TORONTO – Nearly $1,000 more per family to buy food: 2026 is shaping up to be a more expensive year for Canadians, according to the Canada’s Food Price Report (CFPR) realized by the Agri-Food Analytics Lab (AAL), a group of experts from several Canadian universities coordinated by Professor Sylvain Charlebois of Dalhousie University, who is the study’s lead author. According to the report, an average family of four will pay approximately $994.63 more for food in 2026 than this year. This increase, which brings total estimated annual food spending to $17,571.79 per family (from 16,577.16 in 2025), stems from a forecast of 4% to 6% food inflation for 2026.

But let’s dive into the details of the expected increases. This year, vegetable prices decreased by 0.9% and fruit prices by 1.1%, but the downward trend is not expected to continue next year, with fruit prices potentially increasing by 1-3% and vegetable prices expected to increase by 3-5%. Meat, however, is the main driver of food inflation, rising 7.2% this year and forecast to increase further by 5-7% next year. Prices are rising because cattle herds in January reached their lowest level since 1988, the report states, which also notes that drought has increased feed costs, and packaging and processing costs are also rising.

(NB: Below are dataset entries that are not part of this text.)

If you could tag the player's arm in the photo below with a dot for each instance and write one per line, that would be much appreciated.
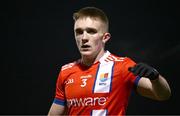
(151, 84)
(56, 110)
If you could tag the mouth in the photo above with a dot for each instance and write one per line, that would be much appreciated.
(85, 46)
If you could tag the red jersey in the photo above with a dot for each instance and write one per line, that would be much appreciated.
(101, 89)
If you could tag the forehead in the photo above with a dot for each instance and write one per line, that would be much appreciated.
(88, 22)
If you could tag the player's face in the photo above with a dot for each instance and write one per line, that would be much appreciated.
(90, 36)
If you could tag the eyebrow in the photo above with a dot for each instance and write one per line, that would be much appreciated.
(88, 28)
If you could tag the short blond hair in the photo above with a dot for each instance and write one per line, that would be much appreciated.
(92, 12)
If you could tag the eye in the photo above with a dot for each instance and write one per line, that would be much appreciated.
(91, 30)
(79, 31)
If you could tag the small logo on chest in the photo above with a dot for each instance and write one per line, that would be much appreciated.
(69, 81)
(84, 80)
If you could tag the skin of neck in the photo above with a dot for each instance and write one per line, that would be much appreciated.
(89, 60)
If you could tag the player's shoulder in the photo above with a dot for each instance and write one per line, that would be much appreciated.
(69, 66)
(116, 58)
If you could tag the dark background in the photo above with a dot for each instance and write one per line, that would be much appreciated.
(39, 40)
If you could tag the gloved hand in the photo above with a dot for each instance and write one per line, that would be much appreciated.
(144, 70)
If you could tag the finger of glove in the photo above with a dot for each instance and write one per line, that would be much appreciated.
(137, 69)
(149, 73)
(131, 69)
(143, 72)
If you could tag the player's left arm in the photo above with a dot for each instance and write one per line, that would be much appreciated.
(151, 84)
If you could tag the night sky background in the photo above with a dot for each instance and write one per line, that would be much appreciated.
(37, 39)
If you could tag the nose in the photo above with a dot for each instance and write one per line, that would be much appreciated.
(84, 37)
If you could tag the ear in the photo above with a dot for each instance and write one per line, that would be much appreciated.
(106, 37)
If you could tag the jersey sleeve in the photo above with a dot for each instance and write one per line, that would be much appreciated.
(60, 93)
(131, 79)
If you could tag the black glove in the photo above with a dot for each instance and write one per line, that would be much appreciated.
(144, 70)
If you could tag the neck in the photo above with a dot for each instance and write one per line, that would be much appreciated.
(89, 60)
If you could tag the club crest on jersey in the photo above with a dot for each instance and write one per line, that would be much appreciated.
(103, 77)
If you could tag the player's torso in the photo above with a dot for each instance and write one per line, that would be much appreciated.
(100, 87)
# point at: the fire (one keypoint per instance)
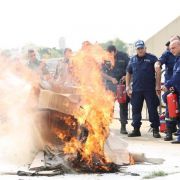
(96, 113)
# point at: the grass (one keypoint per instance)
(155, 174)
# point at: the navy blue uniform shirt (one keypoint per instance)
(168, 59)
(175, 80)
(143, 72)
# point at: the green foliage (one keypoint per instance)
(120, 45)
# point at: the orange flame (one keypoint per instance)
(96, 113)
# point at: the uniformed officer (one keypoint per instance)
(168, 59)
(141, 70)
(114, 70)
(175, 79)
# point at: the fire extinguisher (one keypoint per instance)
(121, 92)
(172, 102)
(163, 127)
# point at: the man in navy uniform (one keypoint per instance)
(141, 70)
(175, 79)
(114, 70)
(168, 59)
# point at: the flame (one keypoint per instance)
(96, 112)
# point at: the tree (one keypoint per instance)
(120, 45)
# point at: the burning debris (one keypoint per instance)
(82, 113)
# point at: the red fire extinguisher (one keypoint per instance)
(172, 102)
(121, 93)
(163, 127)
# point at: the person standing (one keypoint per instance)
(175, 79)
(142, 72)
(114, 71)
(167, 59)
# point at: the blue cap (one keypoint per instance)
(139, 44)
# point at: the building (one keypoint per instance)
(156, 43)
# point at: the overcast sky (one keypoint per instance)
(43, 22)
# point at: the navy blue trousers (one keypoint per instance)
(152, 102)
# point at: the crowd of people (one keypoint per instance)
(141, 75)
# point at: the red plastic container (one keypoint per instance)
(163, 127)
(172, 102)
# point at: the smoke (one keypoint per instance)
(19, 136)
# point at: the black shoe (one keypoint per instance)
(123, 129)
(168, 136)
(135, 133)
(156, 133)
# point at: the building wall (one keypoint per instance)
(156, 44)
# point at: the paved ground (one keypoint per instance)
(153, 148)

“The beef situation is problematic” says Charlebois, as reported by The Canadian Press. “I honestly do not understand why Ottawa is not looking into this”, for example by allowing more imports from countries like Australia to ease the pressure. As beef prices have risen, more buyers have shifted to chicken, which has caused prices to soar in that sector as well. The drought contributing to rising beef prices may be linked to broader climate change issues that continue to disrupt systems, says Sadaf Mollaei, a consultant on the report: she’s the Arrell Chair in the Business of Food and an Assistant Professor in the School of Hospitality, Food and Tourism Management at the University of Guelph. “Climate change – she adds, speaking to The Canadian Press – has a very significant effect on prices, and it will most likely increase the prices because of these severe climate situations that we see in places where food is produced. If there are wildfires in California, if there are droughts in parts of Canada, when the length of seasons change, it’s going to impact crop production and it’s going to impact the supply chain…”.

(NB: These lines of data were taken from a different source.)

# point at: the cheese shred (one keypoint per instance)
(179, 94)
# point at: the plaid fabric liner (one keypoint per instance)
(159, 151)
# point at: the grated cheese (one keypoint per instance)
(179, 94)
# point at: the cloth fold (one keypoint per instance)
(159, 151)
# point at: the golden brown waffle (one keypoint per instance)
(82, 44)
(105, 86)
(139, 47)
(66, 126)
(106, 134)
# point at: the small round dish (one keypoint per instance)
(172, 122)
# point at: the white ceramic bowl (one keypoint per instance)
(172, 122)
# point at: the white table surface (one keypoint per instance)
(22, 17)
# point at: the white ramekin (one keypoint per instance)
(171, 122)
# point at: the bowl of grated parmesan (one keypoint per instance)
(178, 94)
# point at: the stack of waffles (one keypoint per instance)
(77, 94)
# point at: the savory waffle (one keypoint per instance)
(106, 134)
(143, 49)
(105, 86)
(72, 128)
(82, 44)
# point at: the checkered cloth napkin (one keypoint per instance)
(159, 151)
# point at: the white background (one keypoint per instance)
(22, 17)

The report notes that prices have increased significantly this year due to weather-related issues on a range of imports, including coffee and tea, cocoa, strawberries, oranges, squash, and carrots. Seafood is expected to remain more affordable next year, with a projected price increase of 1-2%, while dairy and eggs could see increases of 2-4%. Given all these increases, restaurant prices will likely become more expensive as well, with a projected increase of 4-6%.

Another area to watch in 2026 is the impact of the Canada Grocery Code, which officially kicks in in January. According to Charlebois, the code could help reduce the leverage that grocery retailers have over their suppliers, which could contribute to greater price stability. “Bringing food processors, sellers, and traders to the table to negotiate fairly and with a positive spirit will ultimately help consumers in the long run,” the Professor argues. “2026 will be an important year in this regard…”.